News Release

Measuring the minuscule

Peer-Reviewed Publication

American Committee for the Weizmann Institute of Science

In an experiment described in the May 20 issue of Nature, Weizmann Institute scientists have succeeded -- for the first time -- in measuring an electronic charge one-fifth the charge of a single electron. This is the smallest electronic charge that has ever been measured.

About a year ago, the same Weizmann team, working in the Joseph H. and Belle R. Braun Center for Submicron Research, measured a charge one-third the charge of an electron. Yet this finding was so revolutionary that another experiment was conducted, using a different electronic system. Prof. Mordehai Heiblum of the Condensed Matter Physics Department headed the research team, whose other members were Drs. Michael Reznikov, Rafi de Picciotto, Tim Griffith, Vladimir Umansky, Diana Mahalu, and engineer Gregory Bunin.

Ever since the American physicist Robert Millikan first measured the charge of an electron 80 years ago, this value has been widely regarded as the smallest basic unit of electric charge. However, in 1982 the American physicist Robert Laughlin proposed a very simple way to describe highly complex interactions between electrons: His theory made the bizarre assumption that the highly interacting electrons behave as if they were noninteracting imaginary particles with odd-denominator fractions of electronic charges (i.e., one-third, one-fifth, one-seventh, etc., of an electron).

The first piece of evidence affirming Laughlin's theory came when the Weizmann Institute team measured an electronic charge one-third the charge of an electron. This proof played an important part in the decision to award Robert Laughlin, Horst L. Stormer, and Daniel C. Tsui the 1998 Nobel Prize in Physics.
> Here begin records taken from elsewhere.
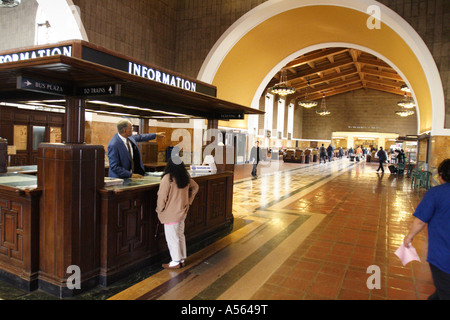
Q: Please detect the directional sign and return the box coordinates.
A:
[75,84,120,97]
[217,112,244,120]
[17,76,71,96]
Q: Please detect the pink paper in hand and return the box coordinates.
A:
[395,243,420,266]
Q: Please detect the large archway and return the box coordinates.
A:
[198,0,450,135]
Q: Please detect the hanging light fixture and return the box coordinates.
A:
[397,92,416,109]
[316,94,331,116]
[269,70,295,96]
[298,80,318,109]
[395,110,414,117]
[0,0,21,8]
[395,84,416,117]
[400,84,411,92]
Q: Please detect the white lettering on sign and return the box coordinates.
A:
[0,46,72,63]
[128,62,197,92]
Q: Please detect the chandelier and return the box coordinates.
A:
[400,84,411,92]
[269,70,295,96]
[316,94,331,116]
[395,110,414,117]
[298,80,317,109]
[397,92,416,109]
[395,84,416,117]
[0,0,21,8]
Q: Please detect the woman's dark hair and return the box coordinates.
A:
[161,155,191,189]
[438,159,450,182]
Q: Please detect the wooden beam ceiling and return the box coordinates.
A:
[267,48,405,100]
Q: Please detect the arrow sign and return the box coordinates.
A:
[17,76,70,96]
[217,112,244,120]
[75,84,120,97]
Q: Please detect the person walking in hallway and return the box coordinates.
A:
[250,141,261,179]
[377,147,387,173]
[327,143,334,162]
[156,155,199,269]
[319,143,327,164]
[403,159,450,300]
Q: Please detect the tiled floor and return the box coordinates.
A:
[111,159,434,300]
[0,159,434,300]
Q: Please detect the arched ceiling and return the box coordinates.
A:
[267,47,405,100]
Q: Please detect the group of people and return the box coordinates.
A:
[108,120,450,300]
[108,120,199,269]
[319,143,344,164]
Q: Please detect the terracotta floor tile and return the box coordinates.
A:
[338,288,369,300]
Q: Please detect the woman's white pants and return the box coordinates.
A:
[164,216,186,264]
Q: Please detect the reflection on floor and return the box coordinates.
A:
[0,159,434,300]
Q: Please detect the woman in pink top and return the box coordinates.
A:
[156,156,198,269]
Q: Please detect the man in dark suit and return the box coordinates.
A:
[250,141,262,179]
[108,120,164,179]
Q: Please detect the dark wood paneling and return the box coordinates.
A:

However, proof had been obtained using an electron system whose conductance was one-third of quantum conductance, a fact that raised some doubts (owing to the possibility that the measurement somehow reflected the conductance and not the electronic charge). To remove these doubts, the Weizmann team carried out a further experiment in which they succeeded in measuring an even smaller electronic charge, equal to one-fifth of the charge of a single electron. This measurement was obtained with an electron system whose conductance was equal to two-fifths of quantum conductance. The dissimilarity between the electronic charge and quantum conductance proved that the measurement refers to the electronic charge itself, regardless of the conductance.